I have gone down this road before, and in some ways wish I hadn't. Re extensibility / custom serialization - you have to be very careful. A bit easier if you use a pre-rolled serializer such as protobuf-net (which can integrate directly into WCF, and which is designed with extensibility in mind), but not easy.

Actually, one advantage of sharing the classes is that it makes it a bit easier to test: since you have the same IFoo everywhere, you can mock that IFoo with reasonable chance of success. It is harder to mock when the proxy gets involved (as you change more moving parts between the test code and the production code).

Marc Gravell
Just to add: you can include existing dlls when calling svcutil using the /r switch - or via the VS IDE.
Marc Gravell
+2  A: 

If the type that you want to return from your service call is not marked as a DataContract then you will not be able to return it from WCF without providing a copy of that same assembly to your client application.

using System;
using System.ServiceModel;

[ServiceContract]
interface IService
{
    [OperationContract]
    TimeSpan GetTimeSpan();
}

class Service : IService
{
    public TimeSpan GetTimeSpan() { return DateTime.Now.TimeOfDay; }
}

Why does the previous code work then?
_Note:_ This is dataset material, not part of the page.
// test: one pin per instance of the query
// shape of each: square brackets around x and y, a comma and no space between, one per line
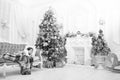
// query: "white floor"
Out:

It works because both sides of the service call have System.dll so they both know about the System.TimeSpan type which is the return type of the OperationContract GetTimeSpan().

Here is an example using a DataContract:

using System;
using System.ServiceModel;
using System.Runtime.Serialization;

[ServiceContract]
interface IService
{
    [OperationContract]
    Contract GetContract();
}

[DataContract]
class Contract
{
    [DataMember]
    public String MyProperty { get; set; }
}

class Service : IService
{
    public Contract GetContract() { return new Contract(); }
}

Now you have provided serialization attributes to a class you have defined (Contract) - this will allow you to use svcutil.exe to create proxy classes in your client application that will be serialized and sent to the WCF service.

Now if you want to return a type that is not a DataContract you must provide a copy of the assembly containing that type to your client application.

Andrew Hare
Your examples with string add a little confusion; string works because string is a type well known to the metadata layer; it doesn't really have much to do with System.dll, and isn't quite the same reasoning that applies to bespoke classes.
Marc Gravell
But how is that type well known? It is well known because both the client and service have the assembly. If that wasn't the case then it would be impossible to return System.String from a service call.
Andrew Hare
No, it wouldn't. String is a known type in both wsdl (soap) and mex (wcf); you can talk strings without going near .NET, assemblies, etc.
Marc Gravell
Ah - I see what you mean. Thanks for the correction!
Andrew Hare
I changed my example to use TimeSpan to better show what I mean.